# Way back in time: a non-classical lp that really got under your skin



## The Deacon (Jan 14, 2018)

I'm not talking "best" lp.

The Deacon be talking a lp that you _really_ wanted badly but which took a while to finally get.

And I'm not necessarily stipulating that the lp has to be particularly rare - just that it somehow escaped your clutches and you LOST SLEEP OVER BEING UNABLE TO AQUIRE IT for some period of time.

For instance, in the Deacon's case, it was early '80s Toronto and I was practically dreaming about these two lps that I had only seen in the Young Street store the one time:

Gryphon- Midnight Mushrumps

Klaus Shultze - Cyborg

In both cases it wasn't necessarily that I thought the music was tops. Actually the "Cyborg" is very early Schultze and is 4 side-long, rather sparse melody-less , boring pieces.

Not sure exactly what the allure was. Just that I HAD to have them.
Both were imports and never found on Canadian press - but then again so were dozens of my wants at the time.

Lots I suppose had to do with the jacket:
The Gryphon had great lamination - something I had rarely seen back then - and very pleasing. Also 
I really like the night-time picture of the band in the woods with the gigantic mushrooms.

"Cyborg" is more of a mystery. Why did I want it that badly? I knew it was his 2nd or third release and therefor bound to be very sparse musically. And the cover art was not "busy" either - and I always go for busy/collage-like coverarts.

It was just under my skin, could not get it out of my mind; I was itching for a copy.

Who knows all the reasons? Can you say definitively why you prefer one colour over the others?

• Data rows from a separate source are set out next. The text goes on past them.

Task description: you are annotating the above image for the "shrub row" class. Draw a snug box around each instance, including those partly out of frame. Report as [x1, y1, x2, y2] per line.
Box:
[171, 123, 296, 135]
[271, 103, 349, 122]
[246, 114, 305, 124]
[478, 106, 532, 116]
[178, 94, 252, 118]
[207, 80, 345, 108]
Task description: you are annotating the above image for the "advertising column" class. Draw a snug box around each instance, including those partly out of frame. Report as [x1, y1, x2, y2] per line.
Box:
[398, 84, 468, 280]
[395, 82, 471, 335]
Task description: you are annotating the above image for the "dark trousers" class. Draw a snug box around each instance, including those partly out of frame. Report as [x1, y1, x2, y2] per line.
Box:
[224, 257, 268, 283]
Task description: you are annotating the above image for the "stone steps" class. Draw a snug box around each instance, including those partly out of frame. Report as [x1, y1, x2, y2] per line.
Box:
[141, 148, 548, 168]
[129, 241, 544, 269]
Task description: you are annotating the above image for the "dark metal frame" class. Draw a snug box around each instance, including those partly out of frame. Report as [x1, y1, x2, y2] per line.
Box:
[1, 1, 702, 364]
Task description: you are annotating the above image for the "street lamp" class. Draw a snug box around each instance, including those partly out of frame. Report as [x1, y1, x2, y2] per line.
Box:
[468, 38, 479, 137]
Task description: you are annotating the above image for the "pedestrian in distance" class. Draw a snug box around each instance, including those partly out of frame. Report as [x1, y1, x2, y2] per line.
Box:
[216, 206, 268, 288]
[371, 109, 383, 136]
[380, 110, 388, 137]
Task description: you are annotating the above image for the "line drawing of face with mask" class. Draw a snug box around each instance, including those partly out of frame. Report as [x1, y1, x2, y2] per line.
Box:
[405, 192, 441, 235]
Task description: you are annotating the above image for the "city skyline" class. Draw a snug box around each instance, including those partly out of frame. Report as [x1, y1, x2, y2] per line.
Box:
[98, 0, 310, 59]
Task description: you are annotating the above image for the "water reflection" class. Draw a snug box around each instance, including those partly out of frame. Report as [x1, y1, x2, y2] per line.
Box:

Anyways, there was only one copy of each lp in the store. These were the days when you basically had to buy new - not much used record stores about. Later on when used became prevalent of a sudden, the used lp generally went for $4 and the new for $6. Imports - if you could find them - were $6-8, not a big jump nowadays, but for a skinny teenager back then a $2 difference meant a lot.

"Cyborg" was even worse cos its a double import.

So then my predicament was that it was a few weeks before the Christmas Boxing Day sales and I had to _wait and hope that in the interm no one would snap up those two items._.

This is really where the itching began...in the middle of the night...in the dark...laying on the bed...unable to sleep...thinking...picturing in the mind's eye....obsessed with the objects of desire.

In the end I came thru on "Cyborg" but some basturd had snagged the Gryphon.


----------



## EddieRUKiddingVarese (Jan 8, 2013)

Trout Mask Replica but I've never got it and don't like it even................


----------



## The Deacon (Jan 14, 2018)

So then...wots the allure?


----------



## Phil loves classical (Feb 8, 2017)

Prince's Black Album. When it was finally released, I bought it right away. Sold it sometime afterwards, wasn't worth the hype.

Another was Smile, the unfinished Beach Boys LP. B. Wilson finally released and performed by himself. Thought it pretty much was how I had imagined it would be.


----------



## EddieRUKiddingVarese (Jan 8, 2013)

The Deacon said:


> So then...wots the allure?


You tell me .............. Maybe Zoot Allures


----------



## Casebearer (Jan 19, 2016)

I try to stay clear of compulsory obsessive behavior.


----------